Given the country’s heavy civilian and military reliance on satellites for communication, global positioning, reconnaissance, weather forecasting, navigation, etc., and the fact that this orbiting equipment is so vulnerable to attack, it makes good sense to have the military involved to ensure everything possible is done to plan, coordinate, implement and defend it.
What this doesn’t justify is setting up a new co-equal branch of the military with the Army, Navy, Air Force, Coast Guard and Marines. Even the Marines are technically still part of the Navy. It’s not as though we have a fleet of star cruisers or bases on Mars to defend. Maybe in another two hundred years it will make some sense, but now, um, no.
I think PrintDriver is right: there’s a military need for something, but whatever recommendation Trump received, he blew it all out of proportion.

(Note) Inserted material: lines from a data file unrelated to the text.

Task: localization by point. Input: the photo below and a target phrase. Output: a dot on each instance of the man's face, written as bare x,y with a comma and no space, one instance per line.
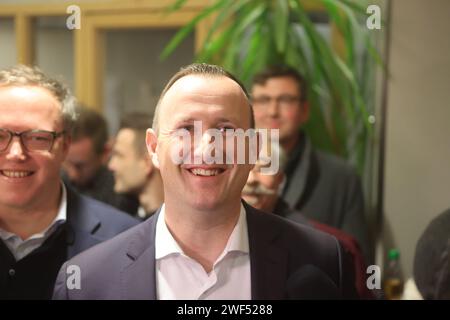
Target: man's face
82,162
29,179
277,105
130,168
219,103
261,191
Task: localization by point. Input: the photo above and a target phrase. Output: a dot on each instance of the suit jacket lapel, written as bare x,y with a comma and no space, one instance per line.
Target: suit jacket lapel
268,261
138,277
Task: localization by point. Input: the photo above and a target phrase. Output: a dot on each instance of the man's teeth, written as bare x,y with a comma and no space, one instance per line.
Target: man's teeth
205,172
16,174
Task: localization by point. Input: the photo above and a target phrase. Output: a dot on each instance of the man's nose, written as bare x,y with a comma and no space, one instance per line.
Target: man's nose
16,150
251,180
202,145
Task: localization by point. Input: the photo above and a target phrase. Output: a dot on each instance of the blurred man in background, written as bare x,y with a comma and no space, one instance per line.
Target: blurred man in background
321,186
262,191
132,167
42,222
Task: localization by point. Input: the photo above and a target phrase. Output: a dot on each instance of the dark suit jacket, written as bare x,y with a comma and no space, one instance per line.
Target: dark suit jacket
325,188
124,267
90,222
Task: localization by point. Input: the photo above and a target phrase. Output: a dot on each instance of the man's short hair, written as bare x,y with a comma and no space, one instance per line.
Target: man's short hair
22,75
278,71
200,69
139,122
432,259
92,125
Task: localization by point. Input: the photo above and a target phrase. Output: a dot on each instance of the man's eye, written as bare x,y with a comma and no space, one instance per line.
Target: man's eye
38,138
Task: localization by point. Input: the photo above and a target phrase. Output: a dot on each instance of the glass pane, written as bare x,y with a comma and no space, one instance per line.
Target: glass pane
54,48
7,43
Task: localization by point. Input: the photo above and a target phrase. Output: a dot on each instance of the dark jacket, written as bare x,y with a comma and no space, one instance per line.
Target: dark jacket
124,267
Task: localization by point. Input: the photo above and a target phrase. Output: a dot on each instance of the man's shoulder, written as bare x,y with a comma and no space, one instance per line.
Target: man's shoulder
131,242
106,214
289,232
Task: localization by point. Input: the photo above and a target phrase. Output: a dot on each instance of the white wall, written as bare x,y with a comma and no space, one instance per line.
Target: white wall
417,159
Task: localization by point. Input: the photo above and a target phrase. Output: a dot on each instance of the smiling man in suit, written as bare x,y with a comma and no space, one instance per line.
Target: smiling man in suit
205,242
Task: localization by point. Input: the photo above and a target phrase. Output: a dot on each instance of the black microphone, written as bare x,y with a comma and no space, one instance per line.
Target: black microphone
310,283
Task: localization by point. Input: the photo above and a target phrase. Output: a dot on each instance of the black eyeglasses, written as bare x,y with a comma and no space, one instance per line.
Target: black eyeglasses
32,140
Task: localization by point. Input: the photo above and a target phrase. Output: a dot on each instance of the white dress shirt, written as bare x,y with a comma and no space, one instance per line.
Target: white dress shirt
181,277
20,248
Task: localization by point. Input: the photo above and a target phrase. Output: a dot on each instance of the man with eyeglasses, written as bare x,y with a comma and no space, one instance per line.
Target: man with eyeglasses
42,223
321,186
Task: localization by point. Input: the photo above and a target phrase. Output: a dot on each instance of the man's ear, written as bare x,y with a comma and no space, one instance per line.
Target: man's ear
106,152
67,140
151,140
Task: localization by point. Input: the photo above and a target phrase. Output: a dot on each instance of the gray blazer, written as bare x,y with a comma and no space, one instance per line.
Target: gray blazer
325,188
124,267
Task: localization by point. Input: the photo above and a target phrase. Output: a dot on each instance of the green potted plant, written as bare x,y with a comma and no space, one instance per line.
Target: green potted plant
248,35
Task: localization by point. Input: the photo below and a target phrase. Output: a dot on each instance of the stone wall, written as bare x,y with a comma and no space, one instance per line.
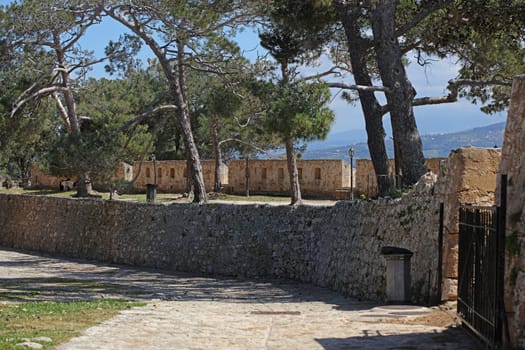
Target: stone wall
467,177
366,182
172,175
512,164
317,178
41,179
337,246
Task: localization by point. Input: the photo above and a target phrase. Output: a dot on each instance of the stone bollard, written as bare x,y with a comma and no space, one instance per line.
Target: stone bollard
397,274
151,192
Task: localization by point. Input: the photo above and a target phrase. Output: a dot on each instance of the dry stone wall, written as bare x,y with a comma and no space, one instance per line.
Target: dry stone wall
336,247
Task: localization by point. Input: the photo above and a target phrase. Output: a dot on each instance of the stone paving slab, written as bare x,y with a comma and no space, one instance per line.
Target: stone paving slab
199,312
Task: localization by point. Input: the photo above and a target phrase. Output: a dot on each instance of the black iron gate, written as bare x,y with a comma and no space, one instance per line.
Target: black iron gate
481,269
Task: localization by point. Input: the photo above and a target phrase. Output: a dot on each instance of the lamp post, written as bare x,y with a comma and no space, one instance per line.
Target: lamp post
351,152
151,190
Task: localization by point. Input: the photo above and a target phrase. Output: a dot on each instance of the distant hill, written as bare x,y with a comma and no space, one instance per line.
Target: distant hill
434,145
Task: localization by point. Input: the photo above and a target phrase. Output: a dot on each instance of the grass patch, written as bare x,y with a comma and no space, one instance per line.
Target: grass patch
55,320
62,289
255,198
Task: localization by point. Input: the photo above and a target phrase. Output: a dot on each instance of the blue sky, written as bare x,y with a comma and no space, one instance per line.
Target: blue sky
428,81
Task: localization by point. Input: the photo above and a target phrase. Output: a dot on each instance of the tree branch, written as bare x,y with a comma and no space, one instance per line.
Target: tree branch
453,87
35,96
139,118
233,139
421,15
357,87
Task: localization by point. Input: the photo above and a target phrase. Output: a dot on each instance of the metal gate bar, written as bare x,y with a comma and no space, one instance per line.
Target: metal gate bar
478,282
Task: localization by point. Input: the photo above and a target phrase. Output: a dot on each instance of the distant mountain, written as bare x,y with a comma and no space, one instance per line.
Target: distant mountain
434,145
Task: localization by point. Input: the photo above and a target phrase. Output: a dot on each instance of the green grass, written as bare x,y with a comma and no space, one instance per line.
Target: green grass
56,320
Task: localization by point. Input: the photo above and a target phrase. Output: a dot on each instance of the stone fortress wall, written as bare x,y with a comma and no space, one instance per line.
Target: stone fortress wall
321,178
337,247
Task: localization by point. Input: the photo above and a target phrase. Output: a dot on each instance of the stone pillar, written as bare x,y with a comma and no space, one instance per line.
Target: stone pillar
468,176
512,164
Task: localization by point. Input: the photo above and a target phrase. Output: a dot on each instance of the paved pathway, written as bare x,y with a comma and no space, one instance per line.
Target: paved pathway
191,312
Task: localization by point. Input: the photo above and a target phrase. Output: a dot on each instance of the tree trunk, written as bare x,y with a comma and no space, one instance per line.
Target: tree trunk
357,47
295,189
407,141
178,88
84,187
247,176
217,153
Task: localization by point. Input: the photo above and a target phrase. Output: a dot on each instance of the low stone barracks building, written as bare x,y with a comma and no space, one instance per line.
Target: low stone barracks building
172,175
40,179
319,178
327,178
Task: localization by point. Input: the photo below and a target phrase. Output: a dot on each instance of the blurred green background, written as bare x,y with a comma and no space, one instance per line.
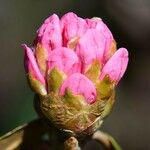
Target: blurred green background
129,21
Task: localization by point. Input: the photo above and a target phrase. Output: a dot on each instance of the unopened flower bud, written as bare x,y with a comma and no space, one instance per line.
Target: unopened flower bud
74,67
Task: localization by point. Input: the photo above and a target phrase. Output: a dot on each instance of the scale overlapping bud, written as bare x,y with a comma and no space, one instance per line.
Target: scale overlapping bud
74,66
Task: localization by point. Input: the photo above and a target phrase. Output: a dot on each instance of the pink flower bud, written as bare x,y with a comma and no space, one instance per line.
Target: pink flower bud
73,67
91,47
79,84
99,25
64,59
72,27
49,34
31,65
116,65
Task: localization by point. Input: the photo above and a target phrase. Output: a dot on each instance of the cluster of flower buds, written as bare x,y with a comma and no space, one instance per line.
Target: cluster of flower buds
74,66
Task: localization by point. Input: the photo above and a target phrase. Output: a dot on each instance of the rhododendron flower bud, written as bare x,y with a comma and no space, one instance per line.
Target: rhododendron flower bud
74,67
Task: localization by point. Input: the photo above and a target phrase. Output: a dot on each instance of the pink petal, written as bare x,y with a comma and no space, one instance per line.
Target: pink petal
116,65
31,64
72,27
98,24
91,47
49,34
79,84
65,59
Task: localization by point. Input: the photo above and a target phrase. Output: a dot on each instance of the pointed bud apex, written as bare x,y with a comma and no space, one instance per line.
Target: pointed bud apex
72,26
31,65
49,34
42,57
91,47
116,65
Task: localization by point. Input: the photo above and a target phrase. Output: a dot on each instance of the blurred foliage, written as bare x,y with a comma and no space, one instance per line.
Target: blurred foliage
130,24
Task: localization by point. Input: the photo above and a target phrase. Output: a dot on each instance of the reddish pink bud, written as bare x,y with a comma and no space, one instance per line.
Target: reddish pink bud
76,58
72,27
91,47
49,34
64,59
99,25
116,65
31,65
79,84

I suspect this new shiny object caught Trump’s limited attention span and he remembered back to when he was teenager watching the old, slightly creepy, Saturday morning marionette/puppet show about a space rescue force called Thunderbirds. “So yes, of course we need a Space Force! And the first order of business is to have a logo contest!”
This ignorant buffoon lying in bed at the White House eating Cheeseburgers, drinking diet Coke and watching cable television, in my opinion, just might be the biggest threat to the well-being of the country that we’ve faced since the Second World War.